Os recomiendo que iniciéis la visita por la pequeña ermita donde se conserva su corazón, e inmediatamente accedáis a su castillo, entre el mar de viñedos. Un incendio destruyó gran parte del antiguo edificio, pero afortunadamente respetó -'milagrosamente' anuncia el díptico turístico- la torre del filósofo. Subid con cuidado los estrechos peldaños, sentid la quietud del momento. En realidad, en la torre de Montaigne no hay casi nada que ver, tan sólo la espléndida vista de ese mar de viñedos espolvoreados de azufre. Pasead lentamente por la habitación del filósofo y fijaos en el pequeño lecho, quién sabe si auténtico: el sire de Montaigne era de corta estatura y sufría cuando alguien preguntaba, sin distinguirlo de inmediato entre los suyos: '¿Dónde se encuentra el señor?'. En cambio no estaba descontento de su rostro: tenía la frente despejada, los ojos 'blancos y dulces', los dientes sanos y correctamente dispuestos, una barba espesa de un color pardo 'de corteza de castaño', la cara agradable, los miembros bien proporcionados. Pero, como él mismo comentaba con enojo, ¿de qué sirven a un gentilhombre todos estos atributos sin el de la talla?

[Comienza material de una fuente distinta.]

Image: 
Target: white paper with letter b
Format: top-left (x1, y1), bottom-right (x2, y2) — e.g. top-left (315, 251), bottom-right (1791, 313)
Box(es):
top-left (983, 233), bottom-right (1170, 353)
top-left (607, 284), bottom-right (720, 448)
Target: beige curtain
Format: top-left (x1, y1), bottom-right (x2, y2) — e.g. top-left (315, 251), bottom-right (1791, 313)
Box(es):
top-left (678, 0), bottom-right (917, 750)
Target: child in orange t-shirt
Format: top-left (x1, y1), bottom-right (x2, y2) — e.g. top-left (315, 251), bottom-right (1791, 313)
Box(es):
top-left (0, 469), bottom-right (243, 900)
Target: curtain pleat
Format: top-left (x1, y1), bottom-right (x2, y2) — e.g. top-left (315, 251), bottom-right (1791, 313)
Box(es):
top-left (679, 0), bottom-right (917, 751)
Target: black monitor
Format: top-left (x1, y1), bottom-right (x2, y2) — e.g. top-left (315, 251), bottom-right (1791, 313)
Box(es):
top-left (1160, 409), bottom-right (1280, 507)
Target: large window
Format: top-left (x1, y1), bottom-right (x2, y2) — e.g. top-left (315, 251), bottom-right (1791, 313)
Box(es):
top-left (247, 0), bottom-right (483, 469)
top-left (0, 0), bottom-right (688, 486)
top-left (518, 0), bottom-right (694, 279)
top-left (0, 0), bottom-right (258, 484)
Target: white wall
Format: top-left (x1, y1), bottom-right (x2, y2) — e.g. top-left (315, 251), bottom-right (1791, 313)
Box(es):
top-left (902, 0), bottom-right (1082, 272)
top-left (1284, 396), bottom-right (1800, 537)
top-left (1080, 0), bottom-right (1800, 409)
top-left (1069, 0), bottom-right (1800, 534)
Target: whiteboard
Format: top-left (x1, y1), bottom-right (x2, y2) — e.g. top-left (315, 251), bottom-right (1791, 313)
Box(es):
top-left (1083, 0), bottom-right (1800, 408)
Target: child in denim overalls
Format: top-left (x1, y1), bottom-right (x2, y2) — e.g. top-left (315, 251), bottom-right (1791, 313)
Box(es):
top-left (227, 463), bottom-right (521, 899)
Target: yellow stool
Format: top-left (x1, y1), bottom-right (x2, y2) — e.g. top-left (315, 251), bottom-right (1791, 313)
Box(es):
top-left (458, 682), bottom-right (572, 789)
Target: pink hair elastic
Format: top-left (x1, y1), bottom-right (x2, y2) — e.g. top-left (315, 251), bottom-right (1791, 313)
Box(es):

Acceded a la última planta, donde se conserva su biblioteca, y sorprendeos de la ausencia de libros. Pero creedme que es la más bella biblioteca que jamás hayáis visto. Porque al levantar la vista en seguida advertiréis que todas las vigas de aquel techo están grabadas con sentencias griegas y latinas. Os leo una al azar: 'Quantus est in rebus inane' ('¡Cuánto vacío hay en las cosas!'). Cada una de aquellas vigas contiene una máxima, a veces varias, porque cuando el señor de Montaigne se cansaba de una de ellas, hacía llamar a su carpintero, que diligentemente, y con admirable y pródiga paciencia, le superponía otra, si cabe más acertada: 'La pasión de saber Dios se la ha dado al hombre para atormentarlo'. Y de este modo cada viga de aquel mar de viñedos es un palimpsesto de sabiduría, y cada hoja de viña, desde aquella ventana, es como el reflejo de cada una de aquellas palabras, como peces fulgentes entre aguas transparentes.

Antes de partir, os sugiero que compréis alguna edición de los Ensayos, o un estudio sobre el filósofo, en la pequeña tienda improvisada en el patio de la torre. Sin duda el guía -un voluntario estudiante de letras- os recomendará la obra más actual y completa. Yo os propongo el trabajo de Jean Starobinski Montaigne en mouvement, que se inicia con una cita de los Ensayos: 'El disimulo es la más notable cualidad de este siglo... El engaño mantiene y nutre la mayor parte de los actos humanos'. Como veis las cosas no han cambiado nada desde entonces... Tomad una pequeña hoja de vid y conservadla entre aquellas páginas, como recuerdo de la tierra -de aquel mar ondulante de viñedos de azufre- de Michel Eyquiem, señor de Montaigne.